Here is what that future actually contains in this case:

  • a diesel manufacturer that poisoned the air with defeat devices on almost a million trucks
  • billions paid out only when regulators and prosecutors pinned it to the wall
  • shareholder suits, EEOC cases and tribunals about the way it treats people
  • a steady stream of dividend cheques and capital gains for polite global investors who do not want to look too closely

Clients get carefully designed ESG diagrams and engagement statistics. Cummins gets patient capital and cover. Communities get whatever drops out of the tailpipe.

If that is flourishing, the word has lost all meaning.


Why This Whale Matters

You can laugh at a QRG or a Jump Trading as obvious villains. Sumitomo Mitsui Trust is more dangerous precisely because it looks dull and respectable.

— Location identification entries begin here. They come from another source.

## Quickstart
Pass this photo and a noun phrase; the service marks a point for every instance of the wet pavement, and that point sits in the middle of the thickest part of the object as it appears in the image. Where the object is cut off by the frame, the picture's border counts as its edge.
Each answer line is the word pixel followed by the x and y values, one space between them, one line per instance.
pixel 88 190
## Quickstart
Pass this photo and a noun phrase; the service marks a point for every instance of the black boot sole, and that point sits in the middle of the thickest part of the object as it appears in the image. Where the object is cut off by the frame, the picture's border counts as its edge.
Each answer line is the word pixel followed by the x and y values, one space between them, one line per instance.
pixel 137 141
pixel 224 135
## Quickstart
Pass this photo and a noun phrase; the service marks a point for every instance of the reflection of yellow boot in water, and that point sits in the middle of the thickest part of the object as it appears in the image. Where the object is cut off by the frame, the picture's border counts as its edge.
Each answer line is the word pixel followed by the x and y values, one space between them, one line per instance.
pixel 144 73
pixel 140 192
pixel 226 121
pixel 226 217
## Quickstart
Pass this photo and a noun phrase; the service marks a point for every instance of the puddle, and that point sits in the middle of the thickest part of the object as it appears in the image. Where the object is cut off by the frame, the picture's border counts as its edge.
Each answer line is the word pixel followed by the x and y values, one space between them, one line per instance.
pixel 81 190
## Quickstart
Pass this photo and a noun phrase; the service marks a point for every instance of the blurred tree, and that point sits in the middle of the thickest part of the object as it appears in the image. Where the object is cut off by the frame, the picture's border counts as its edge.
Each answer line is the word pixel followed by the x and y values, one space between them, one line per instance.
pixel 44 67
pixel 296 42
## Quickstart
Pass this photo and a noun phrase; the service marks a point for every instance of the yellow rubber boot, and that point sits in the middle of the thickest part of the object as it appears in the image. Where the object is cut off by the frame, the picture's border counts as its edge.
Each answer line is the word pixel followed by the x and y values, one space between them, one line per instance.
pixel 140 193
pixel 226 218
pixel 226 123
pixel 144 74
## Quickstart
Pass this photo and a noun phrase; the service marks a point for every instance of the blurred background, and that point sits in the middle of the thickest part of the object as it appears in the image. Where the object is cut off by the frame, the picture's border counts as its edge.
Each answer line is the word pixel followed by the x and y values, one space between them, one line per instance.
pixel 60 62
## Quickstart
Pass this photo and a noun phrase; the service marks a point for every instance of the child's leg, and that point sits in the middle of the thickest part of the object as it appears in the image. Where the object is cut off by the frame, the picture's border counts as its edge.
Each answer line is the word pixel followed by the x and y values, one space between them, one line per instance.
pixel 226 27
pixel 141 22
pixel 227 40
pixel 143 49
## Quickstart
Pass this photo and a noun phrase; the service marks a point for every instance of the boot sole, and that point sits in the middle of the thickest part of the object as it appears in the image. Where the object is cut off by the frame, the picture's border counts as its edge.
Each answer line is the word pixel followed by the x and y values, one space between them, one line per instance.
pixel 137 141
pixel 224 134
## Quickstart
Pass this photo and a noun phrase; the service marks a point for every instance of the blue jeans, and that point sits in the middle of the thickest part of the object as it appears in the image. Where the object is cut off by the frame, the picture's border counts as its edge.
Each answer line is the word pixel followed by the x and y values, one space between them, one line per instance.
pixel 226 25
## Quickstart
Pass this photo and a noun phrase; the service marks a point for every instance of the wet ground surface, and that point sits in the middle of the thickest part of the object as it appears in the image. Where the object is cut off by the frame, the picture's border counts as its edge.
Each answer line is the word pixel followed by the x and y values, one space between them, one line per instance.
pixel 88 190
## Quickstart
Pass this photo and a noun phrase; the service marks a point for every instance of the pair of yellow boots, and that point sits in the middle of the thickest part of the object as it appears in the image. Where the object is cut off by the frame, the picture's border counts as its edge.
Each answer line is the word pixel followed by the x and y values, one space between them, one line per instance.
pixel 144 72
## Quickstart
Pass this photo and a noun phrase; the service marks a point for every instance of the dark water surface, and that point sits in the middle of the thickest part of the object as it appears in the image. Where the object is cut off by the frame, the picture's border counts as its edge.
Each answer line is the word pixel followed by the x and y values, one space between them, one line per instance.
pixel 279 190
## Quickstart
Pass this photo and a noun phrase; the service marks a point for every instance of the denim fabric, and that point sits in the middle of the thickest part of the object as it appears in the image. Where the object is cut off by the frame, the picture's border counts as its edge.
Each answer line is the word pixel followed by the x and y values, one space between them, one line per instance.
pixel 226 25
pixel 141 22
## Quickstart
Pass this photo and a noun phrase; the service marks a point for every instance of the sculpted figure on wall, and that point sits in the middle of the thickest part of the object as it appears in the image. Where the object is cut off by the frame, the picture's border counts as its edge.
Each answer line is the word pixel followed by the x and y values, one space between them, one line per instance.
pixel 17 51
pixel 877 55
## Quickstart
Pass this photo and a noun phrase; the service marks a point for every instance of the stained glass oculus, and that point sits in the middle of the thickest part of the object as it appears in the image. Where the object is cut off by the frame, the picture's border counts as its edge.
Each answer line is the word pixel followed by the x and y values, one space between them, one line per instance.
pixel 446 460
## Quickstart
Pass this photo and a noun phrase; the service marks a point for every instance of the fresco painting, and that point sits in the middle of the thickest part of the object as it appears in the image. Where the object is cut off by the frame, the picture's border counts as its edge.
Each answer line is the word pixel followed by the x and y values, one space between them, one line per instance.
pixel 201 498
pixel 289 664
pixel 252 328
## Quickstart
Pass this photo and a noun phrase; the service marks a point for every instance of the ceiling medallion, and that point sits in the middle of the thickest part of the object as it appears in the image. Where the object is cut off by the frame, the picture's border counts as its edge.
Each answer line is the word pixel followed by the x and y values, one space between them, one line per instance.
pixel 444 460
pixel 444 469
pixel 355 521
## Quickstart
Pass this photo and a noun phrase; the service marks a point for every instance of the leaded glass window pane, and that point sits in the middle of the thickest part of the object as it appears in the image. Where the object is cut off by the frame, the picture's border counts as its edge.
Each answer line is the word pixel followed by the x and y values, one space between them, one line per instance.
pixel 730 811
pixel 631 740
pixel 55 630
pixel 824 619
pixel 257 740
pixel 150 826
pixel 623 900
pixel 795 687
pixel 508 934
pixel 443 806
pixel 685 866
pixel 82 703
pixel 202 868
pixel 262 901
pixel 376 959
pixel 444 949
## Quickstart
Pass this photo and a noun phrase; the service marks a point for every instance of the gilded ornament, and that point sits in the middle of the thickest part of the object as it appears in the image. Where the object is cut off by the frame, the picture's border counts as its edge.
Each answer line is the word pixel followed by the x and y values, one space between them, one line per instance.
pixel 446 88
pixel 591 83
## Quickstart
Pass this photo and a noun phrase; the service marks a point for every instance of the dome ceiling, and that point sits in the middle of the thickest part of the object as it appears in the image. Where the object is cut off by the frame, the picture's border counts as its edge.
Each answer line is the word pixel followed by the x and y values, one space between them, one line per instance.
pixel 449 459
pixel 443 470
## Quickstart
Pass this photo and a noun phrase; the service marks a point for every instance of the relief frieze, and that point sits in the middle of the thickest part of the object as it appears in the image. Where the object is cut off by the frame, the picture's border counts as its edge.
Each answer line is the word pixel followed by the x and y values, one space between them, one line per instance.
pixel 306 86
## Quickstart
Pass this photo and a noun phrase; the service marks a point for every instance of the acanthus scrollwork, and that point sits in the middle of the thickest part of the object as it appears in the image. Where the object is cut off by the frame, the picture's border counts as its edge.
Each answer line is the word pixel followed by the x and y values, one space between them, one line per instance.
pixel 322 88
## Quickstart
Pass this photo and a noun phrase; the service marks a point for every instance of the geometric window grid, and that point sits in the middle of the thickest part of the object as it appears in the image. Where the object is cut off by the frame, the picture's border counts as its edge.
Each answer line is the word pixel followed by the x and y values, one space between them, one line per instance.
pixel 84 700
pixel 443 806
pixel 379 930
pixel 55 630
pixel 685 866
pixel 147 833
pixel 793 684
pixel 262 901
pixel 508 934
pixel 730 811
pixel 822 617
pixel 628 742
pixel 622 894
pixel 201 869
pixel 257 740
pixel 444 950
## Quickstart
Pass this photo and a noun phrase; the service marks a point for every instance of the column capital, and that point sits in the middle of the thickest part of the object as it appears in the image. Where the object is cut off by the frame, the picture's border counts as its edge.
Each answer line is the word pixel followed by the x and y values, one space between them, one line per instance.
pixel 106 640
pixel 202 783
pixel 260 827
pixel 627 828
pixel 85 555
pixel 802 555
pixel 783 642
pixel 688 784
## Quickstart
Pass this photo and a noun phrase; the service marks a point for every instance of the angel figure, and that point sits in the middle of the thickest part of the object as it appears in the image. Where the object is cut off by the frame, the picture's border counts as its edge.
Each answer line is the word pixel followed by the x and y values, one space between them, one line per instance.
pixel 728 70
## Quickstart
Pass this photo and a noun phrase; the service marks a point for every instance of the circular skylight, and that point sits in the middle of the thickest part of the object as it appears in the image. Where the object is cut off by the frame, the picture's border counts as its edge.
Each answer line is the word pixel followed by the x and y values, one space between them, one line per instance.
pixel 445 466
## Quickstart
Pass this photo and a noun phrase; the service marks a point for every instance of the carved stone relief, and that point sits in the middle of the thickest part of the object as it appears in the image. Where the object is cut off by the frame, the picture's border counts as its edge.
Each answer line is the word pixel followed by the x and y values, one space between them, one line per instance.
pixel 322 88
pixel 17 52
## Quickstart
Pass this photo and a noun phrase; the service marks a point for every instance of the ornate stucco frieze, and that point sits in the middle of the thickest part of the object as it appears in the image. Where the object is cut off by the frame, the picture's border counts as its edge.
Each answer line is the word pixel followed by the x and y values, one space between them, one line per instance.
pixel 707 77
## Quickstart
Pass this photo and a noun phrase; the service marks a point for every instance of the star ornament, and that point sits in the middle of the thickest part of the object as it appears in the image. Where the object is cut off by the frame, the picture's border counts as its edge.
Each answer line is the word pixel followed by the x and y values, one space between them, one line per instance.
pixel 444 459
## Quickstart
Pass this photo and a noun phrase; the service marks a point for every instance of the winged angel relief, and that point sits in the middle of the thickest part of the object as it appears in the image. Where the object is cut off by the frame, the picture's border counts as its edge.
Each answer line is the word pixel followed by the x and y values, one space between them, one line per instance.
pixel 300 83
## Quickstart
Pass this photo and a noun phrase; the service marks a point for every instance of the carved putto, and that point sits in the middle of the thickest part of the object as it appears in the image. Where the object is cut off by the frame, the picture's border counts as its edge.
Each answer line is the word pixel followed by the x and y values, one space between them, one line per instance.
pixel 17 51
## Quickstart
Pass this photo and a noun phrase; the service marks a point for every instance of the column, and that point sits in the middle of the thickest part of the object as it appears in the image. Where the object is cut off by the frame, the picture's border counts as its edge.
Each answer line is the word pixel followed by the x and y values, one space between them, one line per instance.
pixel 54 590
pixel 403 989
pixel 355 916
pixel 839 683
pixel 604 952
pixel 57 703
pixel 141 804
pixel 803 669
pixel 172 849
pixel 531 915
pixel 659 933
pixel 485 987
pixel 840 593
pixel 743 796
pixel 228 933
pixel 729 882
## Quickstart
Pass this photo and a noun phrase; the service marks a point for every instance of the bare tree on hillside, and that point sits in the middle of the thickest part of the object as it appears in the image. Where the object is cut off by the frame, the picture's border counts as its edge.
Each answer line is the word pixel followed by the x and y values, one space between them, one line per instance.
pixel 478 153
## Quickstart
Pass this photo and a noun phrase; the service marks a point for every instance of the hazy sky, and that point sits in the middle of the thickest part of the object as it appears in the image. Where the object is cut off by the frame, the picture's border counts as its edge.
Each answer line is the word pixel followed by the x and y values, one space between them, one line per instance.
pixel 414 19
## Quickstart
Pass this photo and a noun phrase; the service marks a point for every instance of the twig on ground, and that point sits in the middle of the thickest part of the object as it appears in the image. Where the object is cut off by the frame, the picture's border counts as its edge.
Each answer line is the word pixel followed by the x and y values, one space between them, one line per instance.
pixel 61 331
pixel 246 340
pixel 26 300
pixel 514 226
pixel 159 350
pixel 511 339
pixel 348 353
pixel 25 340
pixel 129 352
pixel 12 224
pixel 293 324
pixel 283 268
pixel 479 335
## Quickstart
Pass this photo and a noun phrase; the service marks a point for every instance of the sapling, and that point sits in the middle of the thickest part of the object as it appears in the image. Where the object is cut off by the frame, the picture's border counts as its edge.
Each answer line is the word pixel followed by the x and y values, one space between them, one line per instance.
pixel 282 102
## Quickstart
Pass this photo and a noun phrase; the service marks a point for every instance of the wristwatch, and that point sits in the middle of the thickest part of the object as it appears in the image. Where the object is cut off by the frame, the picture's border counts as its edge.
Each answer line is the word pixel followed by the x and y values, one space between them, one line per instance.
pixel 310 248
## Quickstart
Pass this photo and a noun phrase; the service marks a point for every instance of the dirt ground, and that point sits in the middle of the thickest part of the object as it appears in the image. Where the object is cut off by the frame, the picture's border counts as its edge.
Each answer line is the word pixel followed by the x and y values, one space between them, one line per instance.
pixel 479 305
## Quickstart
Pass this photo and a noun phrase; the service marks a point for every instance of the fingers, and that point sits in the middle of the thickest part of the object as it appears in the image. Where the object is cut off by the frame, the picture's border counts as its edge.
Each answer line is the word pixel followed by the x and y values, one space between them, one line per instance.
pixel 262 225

When a giant “trust” bank with stewardship committees and PRI logos decides Cummins belongs in a long term portfolio, it normalises everything that has happened. The defeat devices. The penalty. The disability fights. All of it becomes just another risk line item that can be washed away with a bit of engagement and some green graphics.

If you have money with Sumitomo Mitsui Trust in any form – pension mandate, fund, wrap – this is your capital. Ask them, explicitly, why they are still backing Cummins and what they have actually demanded of the board since the emissions scandal blew open.

If the answer is a wall of ESG buzzwords and no concrete actions, you have your proof. The Tokyo climate saint is just another whale, and Cummins is one more dirty fish it is happy to keep in the tank.